The various components of the rainfall interception process have been measured and modeled for many types of vegetation, with particular emphasis on forest stands. However, it is important to recognize the importance of rainfall interception models to predict the effects of changes in plant cover on water resources (Muzylo, 2009), in addition to allow the extrapolation of results of measurements, both in space and time, providing information that refers to the mechanisms involved in the interception process by the tree vegetation and of the attributes that control such processes (David et al., 2005; Návar et al., 2008).

In this context, it is proposed to determine the amount of rainwater retained by the canopy through the rain interception process, and to generate the respective models in three types of high mountain forest in the Texcoco river basin, Mexico.

Materials and Methods

In 2009, a research line was initiated in the Campo Experimental Valle de México de INIFAP (Valle de México Experimental Station from INIFAP) to study the interception of rainwater by arboreal vegetation in the area of forest hydrology in the Texcoco river basin. Coatepec, Santa Mónica, San Bernardino, Chapingo, Coxcacoaco, Xalapango and Papalotla rivers are part of the Texcoco hydrological basin in the State of Mexico (Semarnat, 2015).

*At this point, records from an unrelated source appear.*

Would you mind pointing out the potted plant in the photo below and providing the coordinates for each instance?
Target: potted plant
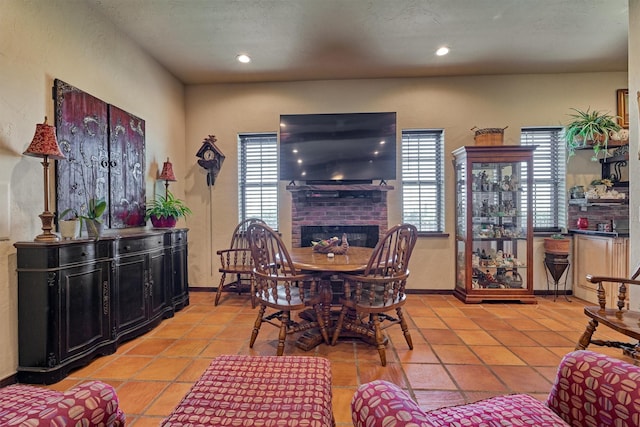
(590, 129)
(165, 211)
(93, 217)
(69, 224)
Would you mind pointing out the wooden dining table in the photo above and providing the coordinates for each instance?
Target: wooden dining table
(307, 260)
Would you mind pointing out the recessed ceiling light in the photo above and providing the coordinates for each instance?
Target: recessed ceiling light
(245, 59)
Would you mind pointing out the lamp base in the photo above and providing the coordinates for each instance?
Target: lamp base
(47, 225)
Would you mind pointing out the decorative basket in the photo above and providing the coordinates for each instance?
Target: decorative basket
(338, 247)
(489, 136)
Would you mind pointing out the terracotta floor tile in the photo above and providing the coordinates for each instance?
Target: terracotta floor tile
(536, 356)
(513, 337)
(522, 379)
(126, 367)
(169, 399)
(150, 346)
(165, 369)
(186, 347)
(136, 396)
(194, 370)
(440, 336)
(428, 376)
(451, 362)
(205, 331)
(341, 402)
(460, 323)
(496, 355)
(527, 325)
(456, 354)
(550, 339)
(393, 373)
(344, 374)
(476, 337)
(475, 378)
(421, 353)
(433, 399)
(429, 323)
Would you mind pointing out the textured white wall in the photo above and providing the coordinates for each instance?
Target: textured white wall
(454, 103)
(41, 41)
(634, 144)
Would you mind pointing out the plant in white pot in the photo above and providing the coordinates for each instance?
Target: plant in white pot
(590, 129)
(93, 217)
(165, 211)
(69, 224)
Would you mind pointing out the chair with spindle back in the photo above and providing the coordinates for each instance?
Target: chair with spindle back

Three types of high mountain forest were selected, which were evaluated in three different years: Abies religiosa (Kunth) Schltdl. et Cham. (2009), located at 3 000 masl; Quercus spp. (2010) at 2 900 masl., and Pinus hartwegii Lindl. (2011) at 3 650 masl (Figure 1). The vegetation in each type of forest, arboreal stratum and undergrowth, was identified by botanical collections. The design of the modules consisted of 1.0 ha (100 x 100 m) plots where only dominant tree species were considered. The variables included were: diameter at breast height measured with diametric tape (Ben Meadows), total height and clean stem height measured with Suunto clinometer; location, within each plot, of trees and direct reading pluviometers (Tru-Chek®), using Cartesian coordinates. Additionally, the unevenness of the terrain was measured with a 20 m hose level to generate its physiography.

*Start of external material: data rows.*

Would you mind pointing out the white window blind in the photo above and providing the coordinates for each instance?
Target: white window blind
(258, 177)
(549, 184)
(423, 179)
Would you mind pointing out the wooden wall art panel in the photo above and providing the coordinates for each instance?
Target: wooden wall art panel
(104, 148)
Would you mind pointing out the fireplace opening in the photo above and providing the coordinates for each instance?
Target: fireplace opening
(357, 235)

Figure 1 Location of the research modules within the San Pablo Ixayoc forest ejido, Texcoco municipality, State of Mexico. 

The amount of total annual precipitation and its distribution for each forest condition, was determined from measurements of daily precipitation under open conditions. For the measurement of the amount of intercepted rainfall per module in each module, 75 Tru-Check® (direct reading) rain gauges under the canopy, with a precision of 0.1 mm, were placed at random at 0.9 m above the floor level to avoid the splashed effect (Prasad, 2016).

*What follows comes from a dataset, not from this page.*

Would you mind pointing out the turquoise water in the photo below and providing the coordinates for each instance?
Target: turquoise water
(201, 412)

The procedure to express the amount of rainfall intercepted was by the difference between the total precipitation measured under open conditions and the overall average of the water volume of the collectors under the vegetation canopy, for each rainfall event (Xiao et al., 2000 Sadeghi et al., 2015).

The study began in 2009, in the fir plot, continued in 2010, with oak and concluded in 201 with pine. This allowed to generate values of interception by species, precipitation event and per year. The fustal runoff was not quantified.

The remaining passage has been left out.